Gov’t takes on youth joblessnessThe government pledged to create at least 200,000 jobs for unemployed youth by 2017, not only at state-run organizations but also in the private sector.
The pledge came days after Korea saw its number of jobless people in their 20s reach 410,000 in the first half of the year, the highest number since the country started collecting data in its current form.
Six ministers of economic affairs-related organizations announced a package of polices to prevent an “employment cliff for young people,” referring to a projected climb in the youth unemployment rate around 2018.
With the extension of the legal retirement age to 60 starting next year, the government predicts that young people will have trouble finding entry-level jobs in the next three or four years.
“The number of people in their 20s and the university graduate population is increasing,” said Finance Minister Choi Kyung-hwan at a press conference with five other ministers on Monday. “When the retirement age is raised next year, it will become more difficult for them to find a new job.”
More than 40,000 new jobs for young people will be created in the public sector, including education, public health and childcare, Choi said.
In public education, the government will urge senior teachers at state-run elementary, middle and high schools to retire earlier than their legal retirement age of 62 so that more young people could be employed.
“Last year, the number of teachers who volunteered to retire earlier than their retirement age surged to more than 13,000 due to their fears of changes in the pension system,” an official from the Ministry of Strategy and Finance said by phone. “Many wanted to retire earlier to receive pensions under the current system.”
If teachers accept early retirement under the current pension system, they can receive a lump sum payment of 100 million won ($85,600) separate from their pensions, according to the ministry.
“But due to a budget shortage at local education offices, we couldn’t accept applications for early retirement last year,” the official said. “So starting this year, with the tax increases by local governments, we will accept more teachers retiring early.”
Asked if urging teachers to retire early is contrary to the government’s push for extending the retirement age to 60 in both the public and private sectors, he said, “The job market at schools is a different matter.
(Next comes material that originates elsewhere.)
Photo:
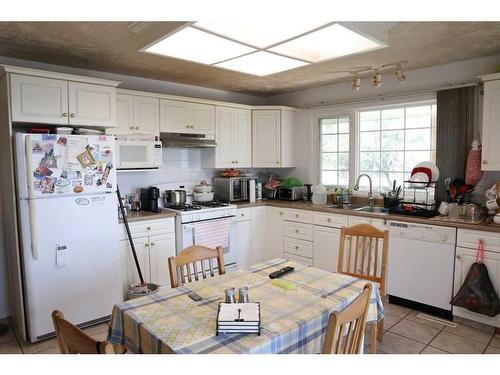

We just accept people hoping for early retirement, we’re not pushing teachers to quit their jobs.”
In the private sector, companies will be given government subsidies if they hire one young employee as an entry-level worker, about 10 million won for small- and medium-size enterprises (SMEs) and 5 million won for conglomerates per worker.
To receive the subsidies, the companies must adopt the so-called “peak salary system,” that gradually cuts wages of employees in the years leading up to their retirement.
The subsidies are expected to create about 6,000 jobs for young people, the government said. About 12.3 billion won of the budget will be spent on the policy. They will be offered for the next three years.
The legal age defining “youth” will also be extended from the current 15 to 29 range to between 15 and 34 so that the government’s support will be extended to those who fail to find a job in their early 30s.
Specialized career training programs will also be introduced. Graduates from universities will be able to participate in training programs for special skills needed at conglomerates. If they complete a six-month course, they can get a job at an SME in partnership with the conglomerates.
The program is expected to create at least 55,000 jobs in total over the next two years, if the top 30 conglomerates participate.
About 4,900 new part-time jobs and 12,716 jobs for teachers at day care centers will also be added.
Ten thousand more nurse positions will also be opened up between 2015 and 2017, according to the ministry.
However, businessmen said the measures would not encourage private companies to increase employment.
“No matter how much the government offers in tax benefits or subsidies, we can’t hire 200 people for work that 100 people can finish,” said a manager of a local company.
An HR manager at a retail company said, “Just demanding companies hire people won’t do much. The government should push forward fundamental reforms in the labor market.”
Some managers of SMEs complained that the measures weren’t likely to help.
“The reason the SMEs don’t hire more people is not because we don’t have money,” said the head of one small company. “It’s because young people don’t apply to us. That’s the problem that the government should resolve.”